In a book of four research papers released Thursday, the central bank suggests many Canadians have constructed their finances on a house of cards, with ever rising home values the key and vulnerable support.
The bank economists point out that home prices have risen sharply in the past dozen or so years along with debt, as households needed both bigger mortgages to buy homes and used equity from higher home values to finance other purchases.
"These facts are interrelated, since rising house prices can facilitate the accumulation of debt," the report notes. "Households therefore experience a significant shock if house prices were to reverse."
It adds that falling home prices could have a "relatively large impact on consumption" as equity disappears and the ability of householders to borrow is diminished.
It calculates that a 10 per cent drop in home prices could generate a one per cent decline in consumption, which would slow economic growth.
TD Bank chief economist Craig Alexander said the fact the central bank devoted it's winter review on a single topic — debt — demonstrates how seriously it takes the issue.
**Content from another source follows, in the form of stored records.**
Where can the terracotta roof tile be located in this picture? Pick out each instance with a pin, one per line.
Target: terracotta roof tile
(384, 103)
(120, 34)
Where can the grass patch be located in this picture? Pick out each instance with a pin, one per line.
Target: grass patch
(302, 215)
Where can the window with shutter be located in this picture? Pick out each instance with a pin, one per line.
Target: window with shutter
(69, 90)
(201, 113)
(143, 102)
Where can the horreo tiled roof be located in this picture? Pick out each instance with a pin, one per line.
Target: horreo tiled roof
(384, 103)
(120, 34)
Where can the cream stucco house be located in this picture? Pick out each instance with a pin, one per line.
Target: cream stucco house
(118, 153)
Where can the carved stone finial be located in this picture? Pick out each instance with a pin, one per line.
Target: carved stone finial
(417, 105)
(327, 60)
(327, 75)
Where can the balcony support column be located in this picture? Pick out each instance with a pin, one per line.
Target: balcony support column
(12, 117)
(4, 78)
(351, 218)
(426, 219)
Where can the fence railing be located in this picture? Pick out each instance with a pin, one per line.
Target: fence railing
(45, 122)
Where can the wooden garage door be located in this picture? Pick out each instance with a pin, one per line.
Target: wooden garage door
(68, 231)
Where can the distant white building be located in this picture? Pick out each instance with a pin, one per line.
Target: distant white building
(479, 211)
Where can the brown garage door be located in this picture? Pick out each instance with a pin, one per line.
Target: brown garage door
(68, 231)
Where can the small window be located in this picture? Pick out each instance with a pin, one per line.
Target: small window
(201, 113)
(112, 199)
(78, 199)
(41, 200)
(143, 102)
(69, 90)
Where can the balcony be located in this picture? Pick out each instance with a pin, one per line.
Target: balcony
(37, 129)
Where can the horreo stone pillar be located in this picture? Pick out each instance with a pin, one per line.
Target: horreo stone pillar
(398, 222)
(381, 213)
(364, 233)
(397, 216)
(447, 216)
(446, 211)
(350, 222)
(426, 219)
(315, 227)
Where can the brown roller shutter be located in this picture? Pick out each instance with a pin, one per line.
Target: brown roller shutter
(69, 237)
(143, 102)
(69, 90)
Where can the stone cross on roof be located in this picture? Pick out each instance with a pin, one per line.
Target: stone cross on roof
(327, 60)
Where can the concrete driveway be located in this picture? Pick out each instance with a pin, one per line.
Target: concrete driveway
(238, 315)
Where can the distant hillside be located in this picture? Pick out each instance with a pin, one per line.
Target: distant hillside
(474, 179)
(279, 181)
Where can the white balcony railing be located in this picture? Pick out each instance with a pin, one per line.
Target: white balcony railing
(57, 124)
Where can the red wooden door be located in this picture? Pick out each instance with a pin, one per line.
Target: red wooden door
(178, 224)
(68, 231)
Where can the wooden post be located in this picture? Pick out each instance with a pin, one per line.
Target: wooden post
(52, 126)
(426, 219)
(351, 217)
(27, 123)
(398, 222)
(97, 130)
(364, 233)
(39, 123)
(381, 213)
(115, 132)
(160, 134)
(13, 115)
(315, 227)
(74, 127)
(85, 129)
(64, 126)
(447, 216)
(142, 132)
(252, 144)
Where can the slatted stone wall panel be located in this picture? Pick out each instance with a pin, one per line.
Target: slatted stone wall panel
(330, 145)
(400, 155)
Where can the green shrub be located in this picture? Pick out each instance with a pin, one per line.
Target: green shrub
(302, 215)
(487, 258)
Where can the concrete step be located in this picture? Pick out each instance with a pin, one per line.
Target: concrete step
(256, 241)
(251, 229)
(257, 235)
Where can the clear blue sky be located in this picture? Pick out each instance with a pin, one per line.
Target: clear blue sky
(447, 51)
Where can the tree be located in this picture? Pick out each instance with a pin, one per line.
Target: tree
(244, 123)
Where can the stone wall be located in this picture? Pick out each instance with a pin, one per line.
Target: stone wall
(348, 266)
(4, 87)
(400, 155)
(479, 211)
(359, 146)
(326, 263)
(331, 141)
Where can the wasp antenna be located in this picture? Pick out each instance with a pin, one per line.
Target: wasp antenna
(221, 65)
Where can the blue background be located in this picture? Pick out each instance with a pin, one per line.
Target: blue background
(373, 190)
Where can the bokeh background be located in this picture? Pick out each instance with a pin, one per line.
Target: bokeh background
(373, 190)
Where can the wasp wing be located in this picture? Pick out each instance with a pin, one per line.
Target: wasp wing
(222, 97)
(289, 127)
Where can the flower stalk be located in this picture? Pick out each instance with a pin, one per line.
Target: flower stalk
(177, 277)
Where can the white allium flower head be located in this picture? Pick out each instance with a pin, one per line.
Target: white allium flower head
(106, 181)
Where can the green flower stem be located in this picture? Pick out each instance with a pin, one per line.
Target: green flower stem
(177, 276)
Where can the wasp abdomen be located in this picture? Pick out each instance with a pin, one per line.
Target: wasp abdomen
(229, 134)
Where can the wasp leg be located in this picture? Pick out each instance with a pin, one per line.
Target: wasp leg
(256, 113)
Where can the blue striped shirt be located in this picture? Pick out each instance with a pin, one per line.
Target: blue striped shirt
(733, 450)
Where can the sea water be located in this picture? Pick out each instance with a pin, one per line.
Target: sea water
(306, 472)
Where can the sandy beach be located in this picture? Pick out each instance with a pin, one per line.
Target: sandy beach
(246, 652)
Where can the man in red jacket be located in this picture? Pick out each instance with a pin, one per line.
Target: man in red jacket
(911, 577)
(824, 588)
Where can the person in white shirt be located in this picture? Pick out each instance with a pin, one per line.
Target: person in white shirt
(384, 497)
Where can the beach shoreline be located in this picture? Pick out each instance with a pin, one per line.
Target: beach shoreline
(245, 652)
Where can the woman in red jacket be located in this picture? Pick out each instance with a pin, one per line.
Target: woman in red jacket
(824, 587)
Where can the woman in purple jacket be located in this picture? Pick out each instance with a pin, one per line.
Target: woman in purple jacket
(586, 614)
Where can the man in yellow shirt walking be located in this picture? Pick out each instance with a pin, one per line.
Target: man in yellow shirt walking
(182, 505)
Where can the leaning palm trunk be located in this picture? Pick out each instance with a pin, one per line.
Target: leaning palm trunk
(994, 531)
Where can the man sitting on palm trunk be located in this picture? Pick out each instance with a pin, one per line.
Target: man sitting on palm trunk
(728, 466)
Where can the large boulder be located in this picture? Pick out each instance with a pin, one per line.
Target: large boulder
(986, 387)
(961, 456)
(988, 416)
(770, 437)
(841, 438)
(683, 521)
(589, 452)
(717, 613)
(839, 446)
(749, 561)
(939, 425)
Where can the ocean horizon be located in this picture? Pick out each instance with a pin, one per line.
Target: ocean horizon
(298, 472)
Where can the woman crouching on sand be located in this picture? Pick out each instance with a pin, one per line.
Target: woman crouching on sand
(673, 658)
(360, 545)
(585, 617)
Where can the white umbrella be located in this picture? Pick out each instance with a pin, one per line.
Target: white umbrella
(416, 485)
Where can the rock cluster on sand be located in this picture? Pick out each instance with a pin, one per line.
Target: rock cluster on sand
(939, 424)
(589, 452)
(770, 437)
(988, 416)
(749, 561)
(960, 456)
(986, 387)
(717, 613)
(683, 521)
And he says the bank's example of a 10 per cent correction is not unrealistic given that it is the over-valuation figure the International Monetary Fund gives for Canadian housing stock. Alexander himself believes it could be as much as 15 per cent.
He agrees that the central bank has every reason to be worried, because a correction could knock the stuffing out of Canada's fragile recovery.
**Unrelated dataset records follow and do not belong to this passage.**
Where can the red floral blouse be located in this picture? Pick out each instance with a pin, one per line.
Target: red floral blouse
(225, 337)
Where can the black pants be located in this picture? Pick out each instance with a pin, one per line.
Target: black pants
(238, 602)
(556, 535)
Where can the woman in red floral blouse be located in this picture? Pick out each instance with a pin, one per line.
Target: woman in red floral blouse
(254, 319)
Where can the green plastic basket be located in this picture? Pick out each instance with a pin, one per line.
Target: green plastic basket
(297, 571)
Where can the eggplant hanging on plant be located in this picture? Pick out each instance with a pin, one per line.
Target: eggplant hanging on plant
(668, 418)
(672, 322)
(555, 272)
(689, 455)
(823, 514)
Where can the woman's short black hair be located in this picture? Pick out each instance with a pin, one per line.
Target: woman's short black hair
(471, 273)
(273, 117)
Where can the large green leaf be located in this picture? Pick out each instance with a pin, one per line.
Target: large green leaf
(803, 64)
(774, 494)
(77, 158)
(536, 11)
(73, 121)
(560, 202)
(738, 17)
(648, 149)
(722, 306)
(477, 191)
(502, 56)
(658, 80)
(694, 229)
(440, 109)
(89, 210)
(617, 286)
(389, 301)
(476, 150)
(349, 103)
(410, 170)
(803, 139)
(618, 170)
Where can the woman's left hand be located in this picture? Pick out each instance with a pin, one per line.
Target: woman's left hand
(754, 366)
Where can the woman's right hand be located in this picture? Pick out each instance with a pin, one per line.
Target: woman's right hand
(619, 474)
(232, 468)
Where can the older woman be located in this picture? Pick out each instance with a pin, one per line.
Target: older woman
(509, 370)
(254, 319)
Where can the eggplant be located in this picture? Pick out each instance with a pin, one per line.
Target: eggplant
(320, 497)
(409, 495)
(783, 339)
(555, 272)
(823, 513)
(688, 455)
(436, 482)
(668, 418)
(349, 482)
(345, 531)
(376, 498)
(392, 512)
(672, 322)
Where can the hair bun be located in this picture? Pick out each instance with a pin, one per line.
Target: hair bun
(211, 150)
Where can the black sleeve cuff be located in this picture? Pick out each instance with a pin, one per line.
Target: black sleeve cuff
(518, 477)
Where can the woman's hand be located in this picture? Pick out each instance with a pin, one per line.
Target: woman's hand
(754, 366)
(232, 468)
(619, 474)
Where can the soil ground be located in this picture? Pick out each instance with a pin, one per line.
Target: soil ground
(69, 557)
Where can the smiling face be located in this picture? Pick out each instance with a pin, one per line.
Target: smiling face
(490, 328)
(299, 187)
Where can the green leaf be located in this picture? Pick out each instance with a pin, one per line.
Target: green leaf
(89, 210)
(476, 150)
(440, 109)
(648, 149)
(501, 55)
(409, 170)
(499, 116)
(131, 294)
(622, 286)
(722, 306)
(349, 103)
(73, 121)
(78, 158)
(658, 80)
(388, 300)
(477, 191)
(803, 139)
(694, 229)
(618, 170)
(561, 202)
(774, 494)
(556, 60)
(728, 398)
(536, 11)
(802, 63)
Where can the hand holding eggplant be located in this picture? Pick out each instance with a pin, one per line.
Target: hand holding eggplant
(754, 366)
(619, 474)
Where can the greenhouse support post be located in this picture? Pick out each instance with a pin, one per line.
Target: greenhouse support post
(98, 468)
"When it comes to the housing market and personal debt, I'm not worried that a housing market correction will lead to a problem in the Canadian financial system," he said.
"I worry more about the economy. I worry that if you have a drop in home prices and you wind up with consumers struggling to deleverage, it will lead to an economic contraction."
The bank does not suggest a U.S.-style housing collapse for Canada is in the offing, nor does Alexander. A big part of the problem south of the border was due to easy credit conditions, something Canadian banks have avoided.
But the bank's economists are clearly concerned nevertheless about the pitfalls from the steady increase in household debt, which has risen as a percentage of income from 110 per cent in 1999 to 153 per cent currently.
And debt to household equity has risen as well even as home prices have soared.
Part of that is well grounded on growing incomes, it says, but part is also due to super-low interest rates and unrealistic expectations that home values will keep rising.
Of particular concern to the central bank is that much of the increase in household debt was not mortgages, but loans secured by home equity which Canadians in turn spent on consumer items and renovating their homes.
"These findings suggest that household indebtedness constitutes an important source of risk to household spending, since it makes households more vulnerable to substantial negative economic consequences in the event of a correction in house prices," one paper states.
The Bank of Canada papers were released hours after a new analysis by the TransUnion management firm found that non-mortgage borrowing had slowed sharply in the past year to a one per cent increase, the lowest since 2004.
While that represents only a small fraction of what Canadians owe, analysts have noted that overall debt accumulation has also been slowing of late and that expectations for home prices have moderated.
That's a good indicator that Canadians are starting to heed the message, said Alexander.
One paper issued by the central bank suggested that home prices have been influenced not only by low mortgage rates but also on expectations that values will keep rising. History shows that's a bad bet, the paper states.
"Over history, these other factors are associated with the medium-run tendency of house prices to rise faster than their long-run trend for a number of years and then subsequently adjust back to trend."
Those corrections could be as great as 20 to 30 per cent relative to the growth in the economy, it said.
The Bank of Canada also notes that increasing debt levels have made Canadians more vulnerable to bankruptcies and insolvencies. Since 2000, about 100,000 Canadians a year have filed for insolvency or bankruptcy, triple the number in the 1980s.
But the bank points out that in most cases, these were not homeowners. The vast majority are renters and the unemployed who have taken on too much in the way of credit card debt and bank loans.